Thursday, July 9, 2015

Too tired, too foggy. Gotta fix.

RUN 7 miles in under 59 mins
COMMUTE 6.4 miles

For the pre-run, I ate a banana, egg white, and carrot puree. And I think a few strawberries. The goal was to 'carb up' and see how and if it improved anything. I had a good run, I was emotionally flat but awake and moving at a decent pace.

Then I get home. The weather is super cool, in the low 70's and wet so I got cold. I ate brekkie standing at the countertop (again!) and never felt satisfied with it. I drank more water and some warm tea to see if it helped. What didn't help is that I just wanted to nap somewhere, even though I was in bed for 8 hours last night!

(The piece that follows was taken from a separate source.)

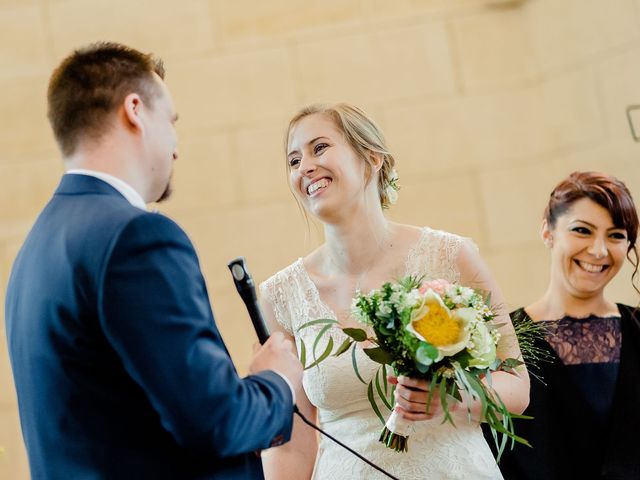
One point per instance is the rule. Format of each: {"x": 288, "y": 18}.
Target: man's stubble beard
{"x": 167, "y": 191}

So I ate some more, and got myself sick. Here I am hours after eating and still feeling sick. And still having a brain fog and low energy. Here's a report of the last 90 days. I removed the carb foods from the KM100 race day to adjust the graph. I don't know why I just mentioned that.


As can be seen, the carbs dropped after the race, marked by the last high-carb day in that graph. The red line is some 'daily goal' thing from the program, I don't use it, but it's set to 112 grams, and it provides a nice visual aid. 

Fat didn't change much, and protein went up. Not unexpected since the SCD diet pushes protein in place of carbs.  So there's your trouble. 

Now how to fix? For now I need to avoid starches and focus on monosaccharides. I'll get back to starches and complex carbs eventually, just not yet. I'm committed to at LEAST 30 days (today is day 24) and hopefully 60 days. Or by 60 days have more re-introduced. My plan isn't to remain SCD for long or for life, rather I wanted to see if I could improve on the FODMAP limits I had and see if the probable SIBO could be fixed. So the end goal is time to heal, then back to FODMAP with potatoes and maybe rice. Limited rice anyway, for training. I didn't feel mentally good eating it -- set up some weird cravings and fogginess. 

Honey provides the best mono and least sucrose. Bananas, raisins, and strawberries also good ratio of mono's to disaccharide. Oranges are higher in sucrose, so are pineapples. I've already re-introduced banana, raisins, and strawberries. But it's not enough?  

So what next? Well HONEY seems an obvious option! And I just googled a DIY way to make honey stix. Gonna use a FAT straw ;)

Try honey I guess. It's a high FODMAP issue maybe, but that's due to the fructose. I don't know if my problem is with fructose or not. But I've also read that the numbers for fructose are different because over time the honey 'digests' due to the enzymes it has? Look into it. And fat straws!